SENDFILE, GETFILE, GETFILE_EW, AND MAKEHBFILE

OVERVIEW

April 19, 2002

 

INTRODUCTION

The sendfile, getfile, getfile_ew, and makehbfile programs are used to transfer files between computers running Windows NT and/or Sun Solaris. The programs run continuously, so they are appropriate for real-time applications.

The sendfile program gets files from a "queue directory", transmits the files via a socket connection, and deletes the files from the queue directory. The getfile program receives data files from sendfile via a socket connection and saves them in specified directories. The makehbfile program periodically places a "heartbeat file" in the queue directory used by sendfile.

If the network connection between computers is down, for any reason, files will accumulate in sendfile's queue directory until the network comes back up. Then, all files will be sent immediately.

One getfile process can accept files from any number of sendfile processes running on different computers.

NOTE: Getfile, sendfile, and makehbfile are standalone programs which were developed by Will Kohler at USGS, Menlo Park. Getfile_ew took the getfile program and enhanced it to optionally run as an Earthworm module.

The standalone programs can be found as a zip in on the Earthworm ftp site in the 'contributed_software' directory. Getfile_ew is part of the Earthworm release.

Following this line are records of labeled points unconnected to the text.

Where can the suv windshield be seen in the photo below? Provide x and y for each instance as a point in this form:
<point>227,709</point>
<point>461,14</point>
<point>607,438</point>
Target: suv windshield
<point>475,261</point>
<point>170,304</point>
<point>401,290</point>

WARNING: The sendfile and getfile programs do no data "translation". Ifbinary files are transferred, the data format and byte-order of the file may be incompatible with the receiving computer.

 

INSTALLATION and STARTUP of STANDALONE PROGRAMS

The zip distribution contains Windows and Solaris executable files for each program. Windows executable files are named <progname>.exe, and Solaris executable files are named <progname>. To install the programs, simply copy the executable files to any directory, which is in the user's search path.

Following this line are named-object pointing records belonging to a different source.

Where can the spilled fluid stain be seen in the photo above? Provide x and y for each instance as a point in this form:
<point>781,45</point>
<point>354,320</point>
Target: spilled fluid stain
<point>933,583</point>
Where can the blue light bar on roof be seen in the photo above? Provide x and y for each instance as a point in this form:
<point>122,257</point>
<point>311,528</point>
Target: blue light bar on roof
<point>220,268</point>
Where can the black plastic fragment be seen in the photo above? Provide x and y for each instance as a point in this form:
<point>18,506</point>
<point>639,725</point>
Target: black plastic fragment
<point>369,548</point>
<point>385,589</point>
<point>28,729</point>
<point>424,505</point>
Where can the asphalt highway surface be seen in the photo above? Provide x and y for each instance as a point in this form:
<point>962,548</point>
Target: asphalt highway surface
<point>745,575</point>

The programs can also be run by typing the full path name. The name of the program configuration file is specified on the command line, eg:

sendfile sendfile.d or getfile getfile.d

On Solaris, the programs can be run in a window, or they can be started automatically at boot time. On Windows NT, the executable (or a shortcut to the executable) can be placed in the user's startup directory. See Windows documentation for details.

 

COMPILING THE PROGRAMS of STANDALONE PROGRAMS

If it's necessary to recompile a program, change the working directory to the program distribution directory. On a Windows NT system, type:

nmake /f makefile.win

On a Solaris system, type:

make -f makefile.sol

The programs were compiled using Microsoft Visual C++ 6.0 on Windows NT, and Sun C 4.2 on Solaris. All user functions are included in the distribution directories.

 

SENDFILE NOTES

The sendfile program requires a configuration file, typically named sendfile.d. A sample configuration file is included in the distribution directory and is shown below. Any line which begins with the # sign is interpreted as a comment, so feel free to add your own comment lines.

The output (queue) and log directories must exist before running the program. They should be created manually using the mkdir command (or the equivalent windows/file manager operation). In Solaris, the user must have write permission for these directories.

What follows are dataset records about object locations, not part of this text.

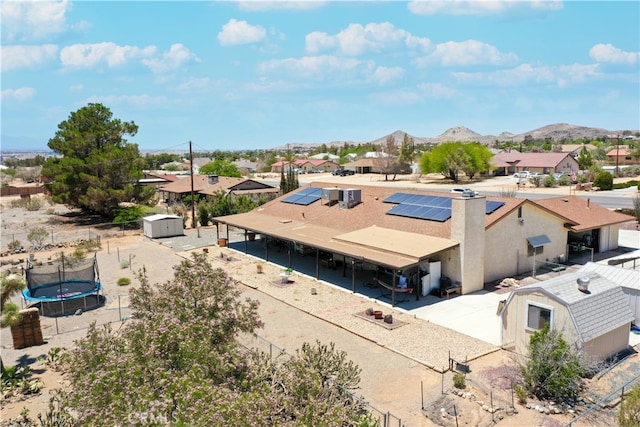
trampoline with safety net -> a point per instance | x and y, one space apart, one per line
63 286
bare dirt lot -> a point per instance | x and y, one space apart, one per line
391 381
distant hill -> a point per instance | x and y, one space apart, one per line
557 132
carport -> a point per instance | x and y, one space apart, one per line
391 250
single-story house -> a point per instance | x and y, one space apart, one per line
305 165
588 307
211 184
508 163
575 149
622 155
477 240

The TimeZone parameter is used only for time stamping entries in the log file.

#

# sendfile.d - Configuration file for the sendfile program

#

# ServerIP = IP address of computer running getfile

# ServerPort = Well known port of getfile program

# TimeOut = Send/receive will time out after TimeOut seconds.

# RetryInterval = If an error occurs, retry after this many seconds

# OutDir = Path of directory containing files to send to getfile

# LogFile = If 0, don't log to screen or disk.

# If 1, log to screen only.

# If 2, log to disk only.

# If 3, log to screen and disk.

# TimeZone = Timezone of computer system clock (ignored in Solaris)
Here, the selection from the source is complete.